Jan 04, 2014 19:19
Love....
I have experienced it before in the past in a way that was unhealthy to say the least. I gave and gave and gave, and was shit on over and over and over again. In the past, I have thought that maybe I was in love with this person or that person. I thought I was truly happy. I have come to realize that yes I did love those people, but I was not "in love" with any of them. I was in love with the idea of a mutual love, a partnership, a friendship, an intimacy that in reality was never there. It hurts sometimes to think back on those relationships that "failed". I realize now that they were destined to fail so they could make me stronger for the woman I would eventually fall in love with. So "failure" is not what happened at all there. They were lessons. Lessons to teach me not only how to truly love someone, but how to accept a kind, caring, and respectful love in return. A laugh, a smile, a tear, a moan; I appreciate them from my love. I LOVE them from her. Frustration happens, sadness happens, despair it does too. Being able to talk to this amazing woman about these things when they crop up is something completely new to me. It's not that I have not tried in the past to communicate these feelings with another, it's more that when I did try, I was shut down, or cut off.
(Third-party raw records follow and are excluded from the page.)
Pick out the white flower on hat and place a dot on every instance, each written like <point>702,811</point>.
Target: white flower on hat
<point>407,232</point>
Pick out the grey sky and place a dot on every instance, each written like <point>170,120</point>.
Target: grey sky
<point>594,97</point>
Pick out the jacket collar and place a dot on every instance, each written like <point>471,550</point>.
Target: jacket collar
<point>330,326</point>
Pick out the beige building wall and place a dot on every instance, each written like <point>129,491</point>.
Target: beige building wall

Ignored. When others have felt this way with me I try to listen, I always have, and I try to take these concerns to heart. Nobody has ever appreciated that as much as my sonadora.
I am happy now in the present. I realize that it's ok to sit and read a book while your partner sits next to you quietly reading theres. I know it's nice to have a spirituality that is so much like hers that it will never be an issue. I love the fact that I can lay next to her on a bed, and when she lowers her head slightly that is when I should lightly kiss her forehead. She smiles at me then. A smile that only I get. It's in those moments, that I know my life with her is amazingly complete. She fulfills me in ways no one else has or ever will. We laugh at movies, cry at books, and listen intently to music. We cry at movies, laugh at books, and listen to each other. We pay attention. We care. We love.
My future is yet to be seen, but I know that with her in it, nothing will ever be bleak. It may end up seeming that way from time to time, but all she has to do is smile, and all of that will go away. All I ever need from her..... Is her smile.